Minggu, 18 Januari 2026 – 22:00 WIB
Jakarta, VIVA – Kementerian Transmigrasi Republik Indonesia menegaskan komitmennya untuk mempercepat pembangunan kawasan dan pemerataan kualitas Sumber Daya Manusia (SDM) nasional. Caranya adalah lewat pemanfaatan pendidikan tinggi berbasis digital.
Hal ini disampaikan Sekretaris Jenderal Kementerian Transmigrasi RI, Edy Gunawan, dalam acara Wisuda Ke-4 Periode II Tahun Akademik 2024/2025 Universitas Siber Asia (UNSIA). Acara digelar secara hybrid di Jakarta, Minggu (18/1/2026).
Edy menyampaikan bahwa pembangunan kawasan transmigrasi kedepannya membutuhkan SDM unggul. SDM ini tidak hanya harus adaptif, tapi juga perlu memiliki kapasitas riset dan literasi digital yang kuat.
“Melalui program unggulan Transmigrasi Patriot 2026, pemerintah menargetkan 1.000 penerima beasiswa magister (S2). Mereka akan menempuh pendidikan selama 18 bulan sekaligus melakukan penelitian tesis dan pengabdian masyarakat di 154 kawasan transmigrasi di seluruh Indonesia,” ujarnya.
Wisuda UNSIA kali ini mengusung tema ‘Sinergi Akademis dan Pembangunan Kawasan: Mencetak SDM Unggul & Cerdas Digital Menuju Indonesia Emas 2045’. Tema ini dinilai selaras dengan agenda nasional transformasi pembangunan berbasis inovasi dan teknologi.
UNSIA meluluskan 879 wisudawan. Sebanyak 367 lulusan hadir langsung, sementara 495 lainnya terhubung secara daring dari berbagai negara seperti Malaysia, Taiwan, dan Arab Saudi.

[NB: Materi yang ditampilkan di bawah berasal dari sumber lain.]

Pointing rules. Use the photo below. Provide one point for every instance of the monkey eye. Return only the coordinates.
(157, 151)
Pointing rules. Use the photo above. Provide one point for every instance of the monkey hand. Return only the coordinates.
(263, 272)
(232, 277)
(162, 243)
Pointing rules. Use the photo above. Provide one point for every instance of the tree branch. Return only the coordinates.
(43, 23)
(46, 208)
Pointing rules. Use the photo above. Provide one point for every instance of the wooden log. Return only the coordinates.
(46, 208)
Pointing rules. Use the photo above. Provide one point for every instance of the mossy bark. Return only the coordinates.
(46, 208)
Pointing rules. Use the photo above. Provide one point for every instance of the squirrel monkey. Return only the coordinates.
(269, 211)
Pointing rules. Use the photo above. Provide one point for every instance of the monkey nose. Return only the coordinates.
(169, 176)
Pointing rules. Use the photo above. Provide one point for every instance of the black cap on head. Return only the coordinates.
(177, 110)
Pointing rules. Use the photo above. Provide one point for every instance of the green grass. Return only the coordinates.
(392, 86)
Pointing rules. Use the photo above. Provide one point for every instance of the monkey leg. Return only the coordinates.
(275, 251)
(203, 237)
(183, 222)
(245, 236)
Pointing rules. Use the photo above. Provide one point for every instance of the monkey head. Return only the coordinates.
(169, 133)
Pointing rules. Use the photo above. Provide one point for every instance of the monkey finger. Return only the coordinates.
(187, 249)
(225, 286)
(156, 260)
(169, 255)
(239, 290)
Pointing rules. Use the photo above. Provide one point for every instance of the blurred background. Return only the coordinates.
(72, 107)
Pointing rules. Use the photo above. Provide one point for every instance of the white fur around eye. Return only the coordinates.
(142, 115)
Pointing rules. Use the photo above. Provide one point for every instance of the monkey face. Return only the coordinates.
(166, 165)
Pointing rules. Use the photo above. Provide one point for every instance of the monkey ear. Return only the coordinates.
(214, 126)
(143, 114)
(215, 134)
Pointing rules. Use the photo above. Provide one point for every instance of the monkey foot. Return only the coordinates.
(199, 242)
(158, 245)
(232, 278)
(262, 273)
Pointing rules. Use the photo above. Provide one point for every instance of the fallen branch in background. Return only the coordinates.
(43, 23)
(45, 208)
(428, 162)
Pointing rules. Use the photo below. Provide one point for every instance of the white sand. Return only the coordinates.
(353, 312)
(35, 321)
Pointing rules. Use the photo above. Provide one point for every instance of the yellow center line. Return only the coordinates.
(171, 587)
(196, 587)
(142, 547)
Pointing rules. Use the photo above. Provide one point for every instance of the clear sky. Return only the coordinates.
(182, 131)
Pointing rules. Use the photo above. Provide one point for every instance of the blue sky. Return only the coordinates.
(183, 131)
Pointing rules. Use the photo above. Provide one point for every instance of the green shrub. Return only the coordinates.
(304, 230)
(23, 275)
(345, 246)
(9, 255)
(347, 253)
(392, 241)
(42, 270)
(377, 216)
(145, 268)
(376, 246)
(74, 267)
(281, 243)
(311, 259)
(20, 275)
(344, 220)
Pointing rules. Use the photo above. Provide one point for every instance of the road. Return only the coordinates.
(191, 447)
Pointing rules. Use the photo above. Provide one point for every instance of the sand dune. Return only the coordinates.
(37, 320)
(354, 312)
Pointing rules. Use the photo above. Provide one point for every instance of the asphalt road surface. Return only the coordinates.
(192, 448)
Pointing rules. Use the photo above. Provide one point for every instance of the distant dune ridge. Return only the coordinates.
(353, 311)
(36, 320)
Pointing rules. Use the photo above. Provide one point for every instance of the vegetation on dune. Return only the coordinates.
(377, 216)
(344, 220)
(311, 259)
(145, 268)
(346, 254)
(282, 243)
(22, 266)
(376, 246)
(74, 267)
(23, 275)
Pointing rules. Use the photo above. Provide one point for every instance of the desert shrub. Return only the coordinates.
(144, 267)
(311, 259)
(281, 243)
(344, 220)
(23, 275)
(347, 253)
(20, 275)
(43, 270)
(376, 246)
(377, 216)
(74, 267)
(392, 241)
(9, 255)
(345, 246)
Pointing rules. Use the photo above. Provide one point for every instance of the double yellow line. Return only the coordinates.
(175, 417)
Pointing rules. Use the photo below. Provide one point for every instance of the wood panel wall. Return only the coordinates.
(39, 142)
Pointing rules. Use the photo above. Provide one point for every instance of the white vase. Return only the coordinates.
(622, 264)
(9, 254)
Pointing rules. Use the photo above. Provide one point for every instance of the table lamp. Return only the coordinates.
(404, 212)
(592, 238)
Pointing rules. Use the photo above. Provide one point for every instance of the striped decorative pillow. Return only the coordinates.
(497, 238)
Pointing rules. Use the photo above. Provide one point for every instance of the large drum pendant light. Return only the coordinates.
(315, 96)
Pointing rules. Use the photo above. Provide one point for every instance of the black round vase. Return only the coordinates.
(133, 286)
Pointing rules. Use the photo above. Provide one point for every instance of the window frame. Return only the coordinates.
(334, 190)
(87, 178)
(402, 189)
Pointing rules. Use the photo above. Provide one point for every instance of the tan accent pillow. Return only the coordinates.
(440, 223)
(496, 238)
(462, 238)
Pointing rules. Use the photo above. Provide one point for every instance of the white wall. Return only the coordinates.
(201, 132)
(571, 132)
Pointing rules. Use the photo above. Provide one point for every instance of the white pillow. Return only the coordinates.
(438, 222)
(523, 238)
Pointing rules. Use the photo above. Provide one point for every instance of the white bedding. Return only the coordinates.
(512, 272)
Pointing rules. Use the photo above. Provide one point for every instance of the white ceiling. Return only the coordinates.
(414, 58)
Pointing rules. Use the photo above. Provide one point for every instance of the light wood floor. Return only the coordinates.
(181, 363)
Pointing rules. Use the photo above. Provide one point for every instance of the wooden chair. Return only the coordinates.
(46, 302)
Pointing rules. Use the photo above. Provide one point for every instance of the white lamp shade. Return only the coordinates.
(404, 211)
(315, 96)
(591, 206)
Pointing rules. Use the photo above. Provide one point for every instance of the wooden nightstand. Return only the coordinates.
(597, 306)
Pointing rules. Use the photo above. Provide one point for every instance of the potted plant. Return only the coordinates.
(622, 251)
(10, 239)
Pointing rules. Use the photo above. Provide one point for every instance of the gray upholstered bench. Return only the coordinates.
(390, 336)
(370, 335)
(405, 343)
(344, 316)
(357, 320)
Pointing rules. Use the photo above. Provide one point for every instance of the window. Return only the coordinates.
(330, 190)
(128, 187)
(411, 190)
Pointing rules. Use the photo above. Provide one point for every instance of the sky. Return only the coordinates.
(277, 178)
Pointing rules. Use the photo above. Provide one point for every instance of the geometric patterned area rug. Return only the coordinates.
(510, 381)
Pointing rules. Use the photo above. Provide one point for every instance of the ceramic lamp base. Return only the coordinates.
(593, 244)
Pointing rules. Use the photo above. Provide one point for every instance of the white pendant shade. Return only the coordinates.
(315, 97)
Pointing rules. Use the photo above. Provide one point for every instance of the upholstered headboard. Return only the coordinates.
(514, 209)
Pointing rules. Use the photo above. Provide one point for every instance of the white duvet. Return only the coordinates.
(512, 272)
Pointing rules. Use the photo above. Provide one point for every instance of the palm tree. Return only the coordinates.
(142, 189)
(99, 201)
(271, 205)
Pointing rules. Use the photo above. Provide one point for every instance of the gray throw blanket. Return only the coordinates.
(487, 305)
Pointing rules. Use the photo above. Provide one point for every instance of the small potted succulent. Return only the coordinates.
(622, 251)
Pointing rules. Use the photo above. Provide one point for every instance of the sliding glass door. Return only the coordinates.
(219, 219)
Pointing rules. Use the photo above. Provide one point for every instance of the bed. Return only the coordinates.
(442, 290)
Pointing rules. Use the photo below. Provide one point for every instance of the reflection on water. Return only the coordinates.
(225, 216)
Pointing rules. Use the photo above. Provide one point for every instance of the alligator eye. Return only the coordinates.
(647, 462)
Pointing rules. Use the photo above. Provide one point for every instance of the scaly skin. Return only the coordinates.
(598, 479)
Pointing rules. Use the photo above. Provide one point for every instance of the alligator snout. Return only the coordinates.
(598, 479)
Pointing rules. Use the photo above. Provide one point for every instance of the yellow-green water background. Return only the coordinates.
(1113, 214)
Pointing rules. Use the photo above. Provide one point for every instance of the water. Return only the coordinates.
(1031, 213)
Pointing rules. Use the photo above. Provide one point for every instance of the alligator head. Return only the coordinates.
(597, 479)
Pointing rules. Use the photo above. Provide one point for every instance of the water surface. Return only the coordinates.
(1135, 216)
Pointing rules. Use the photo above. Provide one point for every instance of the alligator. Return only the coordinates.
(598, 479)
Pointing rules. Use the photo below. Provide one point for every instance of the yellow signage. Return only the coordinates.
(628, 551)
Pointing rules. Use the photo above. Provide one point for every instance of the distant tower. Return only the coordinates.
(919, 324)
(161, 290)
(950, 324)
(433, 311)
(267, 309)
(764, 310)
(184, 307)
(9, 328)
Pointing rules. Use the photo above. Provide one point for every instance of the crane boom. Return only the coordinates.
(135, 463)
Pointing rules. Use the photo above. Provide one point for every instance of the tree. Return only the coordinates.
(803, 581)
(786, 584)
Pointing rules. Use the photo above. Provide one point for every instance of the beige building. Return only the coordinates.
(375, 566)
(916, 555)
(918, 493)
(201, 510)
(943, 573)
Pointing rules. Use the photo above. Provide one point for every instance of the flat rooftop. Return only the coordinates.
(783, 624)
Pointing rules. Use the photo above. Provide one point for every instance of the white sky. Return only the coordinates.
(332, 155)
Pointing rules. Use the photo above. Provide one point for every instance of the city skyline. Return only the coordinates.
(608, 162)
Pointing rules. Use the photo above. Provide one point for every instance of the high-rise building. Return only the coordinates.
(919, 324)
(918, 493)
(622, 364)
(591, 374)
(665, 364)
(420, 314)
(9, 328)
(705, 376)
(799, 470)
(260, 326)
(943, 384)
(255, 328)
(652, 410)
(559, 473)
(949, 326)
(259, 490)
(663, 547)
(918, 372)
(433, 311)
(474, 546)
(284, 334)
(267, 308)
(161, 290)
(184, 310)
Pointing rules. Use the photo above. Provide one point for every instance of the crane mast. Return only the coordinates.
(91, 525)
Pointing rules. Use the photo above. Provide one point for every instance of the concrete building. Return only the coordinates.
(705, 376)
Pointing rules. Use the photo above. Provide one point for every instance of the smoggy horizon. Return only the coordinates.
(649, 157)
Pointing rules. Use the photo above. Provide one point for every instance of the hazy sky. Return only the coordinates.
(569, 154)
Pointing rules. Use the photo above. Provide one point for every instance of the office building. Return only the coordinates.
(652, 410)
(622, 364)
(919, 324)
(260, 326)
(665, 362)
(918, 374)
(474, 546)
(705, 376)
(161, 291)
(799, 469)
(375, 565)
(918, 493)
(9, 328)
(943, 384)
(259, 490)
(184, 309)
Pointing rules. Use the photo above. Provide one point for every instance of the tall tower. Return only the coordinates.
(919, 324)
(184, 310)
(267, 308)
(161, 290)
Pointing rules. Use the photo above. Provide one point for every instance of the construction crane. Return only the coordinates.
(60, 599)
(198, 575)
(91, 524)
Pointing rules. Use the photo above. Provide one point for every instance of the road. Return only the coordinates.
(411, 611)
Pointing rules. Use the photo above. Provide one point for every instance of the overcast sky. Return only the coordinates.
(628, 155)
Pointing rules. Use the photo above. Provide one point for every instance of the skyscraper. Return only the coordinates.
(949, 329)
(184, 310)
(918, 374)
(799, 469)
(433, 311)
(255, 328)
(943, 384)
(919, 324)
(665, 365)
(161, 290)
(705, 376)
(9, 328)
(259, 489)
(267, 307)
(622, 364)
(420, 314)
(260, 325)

Model wisuda ini jadi bukti nyata bahwa pendidikan jarak jauh dapat menjangkau pelosok Nusantara hingga diaspora Indonesia di luar negeri tanpa ada batasan ruang dan waktu.
Rektor UNSIA, Jang Youn Cho, menekankan bahwa lulusan UNSIA dipersiapkan menjadi pionir di era Artificial General Intelligence (AGI). Dia mengingatkan pentingnya nilai-nilai kemanusiaan di tengah pesatnya perkembangan teknologi.
“Jangan bersaing dengan silikon. Kembangkan apa yang bersifat biologis dan berjiwa. Di era AI, nilai empati, kreativitas, dan melayani bangsa dengan hati, tidak bisa direplikasi oleh kode program manapun,” kata Jang Youn Cho.
Jang Youn Cho juga mengungkapkan pencapaian UNSIA sebagai hub World University Ranking for Innovation (WURI) di Indonesia. UNSIA juga berencana untuk menjadi Google Reference University dan pelopor pemanfaatan kecerdasan buatan untuk pendidikan tinggi di Tanah Air.
Sementara itu, Ketua Yayasan Memajukan Ilmu dan Kebudayaan (YMIK), Ramlan Siregar, menambahkan bahwa platform pendidikan siber memungkinkan UNSIA menjangkau mahasiswa dari Aceh hingga Papua. Dengan ini, masyarakat dapat membangun daerahnya tanpa harus meninggalkan tanah kelahirannya.